Nella sua opera, Freud sosteneva che “il sosia era in origine un’assicurazione contro la scomparsa dell’Io, una energica smentita del potere della morte”, quindi quello che avviene con FaceApp potrebbe anche rappresentare quella “creazione di un simile doppione, come difesa dall’annientamento”. Ovviamente tutto questo meccanismo va a nozze con la nostra società attuale (ipertecnologica, narcisistica, ultracapitalistica e individualistica), e così, FaceApp potrebbe richiamare quelle rappresentazioni sorte sul terreno dell’amore illimitato per se stessi, e nel mostrare l’immagine della vecchiaia, da assicuratore di sopravvivenza, diventa invece un perturbante precursore di morte, captando nella figura dell’anziano innocuo, quello che ci perturba e che è legato alla morte. Per concludere lascio il lettore con questa immagine descritta appunto da Freud nell’opera in questione (Il Perturbante, p. 302):

“Posso raccontare a mia volta un’avventura simile.

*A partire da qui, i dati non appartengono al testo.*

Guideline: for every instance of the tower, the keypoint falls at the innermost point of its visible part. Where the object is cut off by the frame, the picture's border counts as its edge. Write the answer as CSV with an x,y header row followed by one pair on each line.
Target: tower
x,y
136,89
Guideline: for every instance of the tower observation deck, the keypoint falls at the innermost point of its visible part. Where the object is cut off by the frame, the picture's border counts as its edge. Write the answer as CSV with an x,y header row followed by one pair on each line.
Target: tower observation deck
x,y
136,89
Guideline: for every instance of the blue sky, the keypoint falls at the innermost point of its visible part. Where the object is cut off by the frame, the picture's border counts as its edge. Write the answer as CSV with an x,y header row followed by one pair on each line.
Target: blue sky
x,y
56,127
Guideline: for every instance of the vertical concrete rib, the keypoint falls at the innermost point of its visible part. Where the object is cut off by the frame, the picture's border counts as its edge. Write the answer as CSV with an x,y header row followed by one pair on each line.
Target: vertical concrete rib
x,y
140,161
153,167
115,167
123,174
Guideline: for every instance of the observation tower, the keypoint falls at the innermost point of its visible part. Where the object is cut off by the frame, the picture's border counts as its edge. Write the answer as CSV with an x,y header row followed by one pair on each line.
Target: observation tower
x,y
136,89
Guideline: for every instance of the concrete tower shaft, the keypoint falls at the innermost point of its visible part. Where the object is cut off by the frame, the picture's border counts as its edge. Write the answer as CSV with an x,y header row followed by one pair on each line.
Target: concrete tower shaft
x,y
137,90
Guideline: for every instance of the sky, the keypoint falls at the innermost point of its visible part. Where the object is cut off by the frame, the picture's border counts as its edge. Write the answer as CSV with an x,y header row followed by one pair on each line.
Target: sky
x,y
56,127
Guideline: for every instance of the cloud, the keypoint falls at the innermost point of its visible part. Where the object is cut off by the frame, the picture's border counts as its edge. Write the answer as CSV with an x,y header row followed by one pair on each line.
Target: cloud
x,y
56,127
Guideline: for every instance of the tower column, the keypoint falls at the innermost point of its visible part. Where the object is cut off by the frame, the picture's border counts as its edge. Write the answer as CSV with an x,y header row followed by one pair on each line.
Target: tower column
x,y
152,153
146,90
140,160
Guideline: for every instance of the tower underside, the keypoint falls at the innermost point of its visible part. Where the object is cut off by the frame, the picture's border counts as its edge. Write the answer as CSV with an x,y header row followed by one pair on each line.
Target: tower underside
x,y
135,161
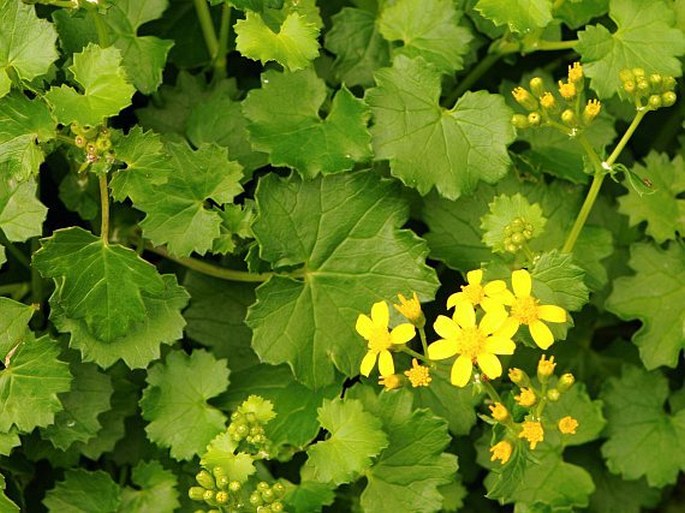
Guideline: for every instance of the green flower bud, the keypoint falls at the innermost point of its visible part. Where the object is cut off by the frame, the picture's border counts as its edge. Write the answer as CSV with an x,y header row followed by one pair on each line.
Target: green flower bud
x,y
668,98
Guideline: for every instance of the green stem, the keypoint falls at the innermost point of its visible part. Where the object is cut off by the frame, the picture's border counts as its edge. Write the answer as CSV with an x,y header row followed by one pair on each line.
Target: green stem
x,y
212,269
601,169
224,31
104,209
14,251
207,26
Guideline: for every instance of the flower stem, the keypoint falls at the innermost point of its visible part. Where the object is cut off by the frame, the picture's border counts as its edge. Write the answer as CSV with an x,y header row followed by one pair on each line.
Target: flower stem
x,y
601,169
214,270
207,26
104,209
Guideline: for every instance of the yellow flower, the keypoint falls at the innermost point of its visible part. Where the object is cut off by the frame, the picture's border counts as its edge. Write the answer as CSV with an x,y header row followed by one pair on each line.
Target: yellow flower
x,y
473,343
575,72
526,398
533,432
568,425
501,451
419,375
567,90
498,412
527,310
390,382
489,296
411,310
380,340
545,367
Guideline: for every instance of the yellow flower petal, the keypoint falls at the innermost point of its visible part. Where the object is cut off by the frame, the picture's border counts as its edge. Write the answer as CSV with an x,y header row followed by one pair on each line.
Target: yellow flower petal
x,y
402,334
521,283
380,314
474,277
364,326
442,349
465,316
446,327
500,345
551,313
368,363
492,320
508,328
455,299
541,334
490,365
461,371
386,366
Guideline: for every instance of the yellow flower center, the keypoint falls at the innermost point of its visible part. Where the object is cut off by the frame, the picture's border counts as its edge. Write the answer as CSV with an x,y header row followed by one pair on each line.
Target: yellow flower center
x,y
380,340
525,310
472,342
474,293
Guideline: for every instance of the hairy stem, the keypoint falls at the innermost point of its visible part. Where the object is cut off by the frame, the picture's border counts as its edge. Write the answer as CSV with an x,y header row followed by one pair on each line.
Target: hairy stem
x,y
104,209
207,26
214,270
601,169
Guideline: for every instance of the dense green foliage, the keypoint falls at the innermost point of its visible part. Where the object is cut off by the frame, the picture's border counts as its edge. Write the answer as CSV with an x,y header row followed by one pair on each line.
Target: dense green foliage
x,y
207,207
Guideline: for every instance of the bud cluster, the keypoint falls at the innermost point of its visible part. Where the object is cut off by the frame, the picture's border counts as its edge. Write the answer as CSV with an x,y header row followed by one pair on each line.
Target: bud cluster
x,y
218,491
651,91
95,141
564,108
517,234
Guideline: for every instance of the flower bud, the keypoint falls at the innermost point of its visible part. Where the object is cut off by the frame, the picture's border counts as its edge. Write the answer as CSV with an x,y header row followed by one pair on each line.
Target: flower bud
x,y
566,381
668,98
520,121
524,98
537,86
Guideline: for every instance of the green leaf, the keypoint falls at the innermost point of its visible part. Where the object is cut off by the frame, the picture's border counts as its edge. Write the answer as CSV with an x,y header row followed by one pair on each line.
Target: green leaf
x,y
504,210
644,37
175,402
409,472
84,492
23,123
6,505
296,423
654,295
345,227
289,127
429,146
14,321
106,289
356,437
147,165
643,439
221,453
89,397
106,89
21,213
521,16
294,45
428,29
143,57
358,46
163,324
155,490
29,384
663,210
27,46
218,118
176,211
216,318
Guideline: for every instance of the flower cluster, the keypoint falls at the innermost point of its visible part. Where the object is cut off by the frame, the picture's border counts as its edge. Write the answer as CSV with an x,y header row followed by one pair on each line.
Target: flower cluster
x,y
565,110
648,91
528,424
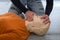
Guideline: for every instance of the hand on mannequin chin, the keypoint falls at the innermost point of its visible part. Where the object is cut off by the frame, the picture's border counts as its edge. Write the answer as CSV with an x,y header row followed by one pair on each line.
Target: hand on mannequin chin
x,y
37,26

Ero seduto, solo, nello scompartimento del vagone-letto quando per una scossa più violenta del treno la porta che dava sulla toeletta attigua si apri e un signore piuttosto anziano, in veste da camera, con un berretto da viaggio in testa, entrò nel mio scompartimento. Supposi che avesse sbagliato direzione nel venir via dal gabinetto, che si trovava tra i due scompartimenti, e che fosse entrato da me per errore; mi precipitai a spiegarglielo ma mi accorsi subito, con mia estrema confusione, che l’intruso era la mia stessa immagine riflessa dallo specchio fissato sulla porta di comunicazione. Ricordo tuttora che l’apparizione mi piacque pochissimo. Anziché spaventarci alla vista del nostro sosia, quindi, tanto Mach che io non lo avevamo riconosciuto. Che la brutta impressione che ne ebbimo non fosse un residuo di quella reazione arcaica che percepisce il sosia come un che di perturbante.